The diked marsh at the south end has remained a wetland but has converted from salt marsh to fresh marsh. It is used by large numbers of ducks in the winter, and the dike, although privately owned, provides access to a popular hunting area. The dike apparently was constructed for flood control rather than agricultural purposes, and the diked area has remained essentially undisturbed since the original alteration.
— Oregon Department of Fish and Wildlife

=== Forests ===
Approximately 113 acres east of Sandlake Road are pasture and forest land. Trees common to the area include shore pine, Sitka spruce, kinnickinnick, red alder, and other conifers.

=== Wildlife ===
According to The Statesman Journal, Sitka Sedge is "one of the largest intact estuaries on the Oregon Coast, teeming with great blue herons and bald eagles, beavers and otters, salmon, coyote and even black bear". The U.S. Fish and Wildlife Service has designated portions of Sitka Sedge as critical habitat for Western snowy plover, and adjacent areas south and east of Sitka Sedge as critical habitat for marbled murrelet and the northern spotted owl.
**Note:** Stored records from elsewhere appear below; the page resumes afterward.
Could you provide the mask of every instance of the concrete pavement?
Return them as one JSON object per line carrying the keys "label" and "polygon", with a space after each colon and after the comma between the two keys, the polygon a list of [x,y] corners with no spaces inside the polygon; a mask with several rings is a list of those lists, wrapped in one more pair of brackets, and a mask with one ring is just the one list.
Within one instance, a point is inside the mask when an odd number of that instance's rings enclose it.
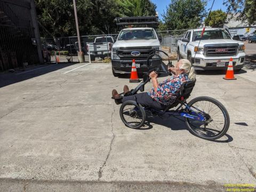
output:
{"label": "concrete pavement", "polygon": [[83,65],[0,75],[15,79],[0,89],[0,190],[213,191],[256,184],[256,83],[247,71],[231,81],[219,71],[197,76],[189,100],[213,97],[230,116],[227,134],[211,142],[173,118],[125,127],[111,90],[137,84],[114,77],[109,64]]}

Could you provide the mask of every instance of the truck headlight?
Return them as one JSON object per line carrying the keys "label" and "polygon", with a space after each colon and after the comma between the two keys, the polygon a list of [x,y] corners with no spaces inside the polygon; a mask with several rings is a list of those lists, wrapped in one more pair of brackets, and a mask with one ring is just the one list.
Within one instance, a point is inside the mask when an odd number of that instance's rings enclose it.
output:
{"label": "truck headlight", "polygon": [[244,52],[245,49],[245,46],[244,46],[244,45],[239,45],[238,46],[239,52]]}
{"label": "truck headlight", "polygon": [[204,52],[204,47],[198,47],[198,46],[195,46],[195,48],[194,48],[194,51],[195,52]]}
{"label": "truck headlight", "polygon": [[112,48],[112,51],[111,52],[111,59],[120,59],[120,58],[117,55],[117,49]]}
Species designated "at risk" may be present in compatible plant or marine habitats at Sitka Sedge, but have not yet been observed: Oregon silverspot butterfly, seaside hoary elfin butterfly, Chinook salmon, coastal cutthroat trout, Coho salmon, chum salmon, steelhead trout, marbled murrelet, northern spotted owl, western snowy plover, red tree vole, and Pacific marten.

== Recreation ==
The park is minimally developed, with restrooms and a small gravel parking area accommodating up to 26 vehicles (2 spaces are ADA-accessible).

=== Hiking, birding ===
One reporter described in detail her hike with friends at Sitka Sedge, writing: "A wonderful place to experience nature with friends is Sitka Sedge State Natural Area near Pacific City on the Oregon coast." Crossing Beltz dike, she wrote, "On our right are the tidal flats of the Sand Lake Estuary. On our left is a freshwater marsh well on its way to becoming a coastal meadow. The flat trail is edged with a thicket of salal, evergreen huckleberries, elderberries and twinberries." The hike leads to a forest of Douglas firs and Sitka Spruce then through shore pines, finally to the beach and surf.

One observer said, "It's like taking a trip back in time. It provides great habitat for wildlife. Birding is fantastic with the mix of ecosystems, with willow scrub, freshwater marsh, open mud flats and the shoreline."

=== Kayaking ===
Although the marshes of Sand Lake are too shallow for most boats, "from October to March, the winter tides make it possible to explore a variety of landscapes around the lake and Whalen Island", by kayak, according to Urness. He also reported the tides were so high on his trip their kayaks were able to surf a few waves at the north end of the lake.

=== Accessibility ===
ADA-accessible Beltz Dike trail leads to the Estuary View Loop and Kinnikinnik Woods Loop and includes two accessible viewing areas.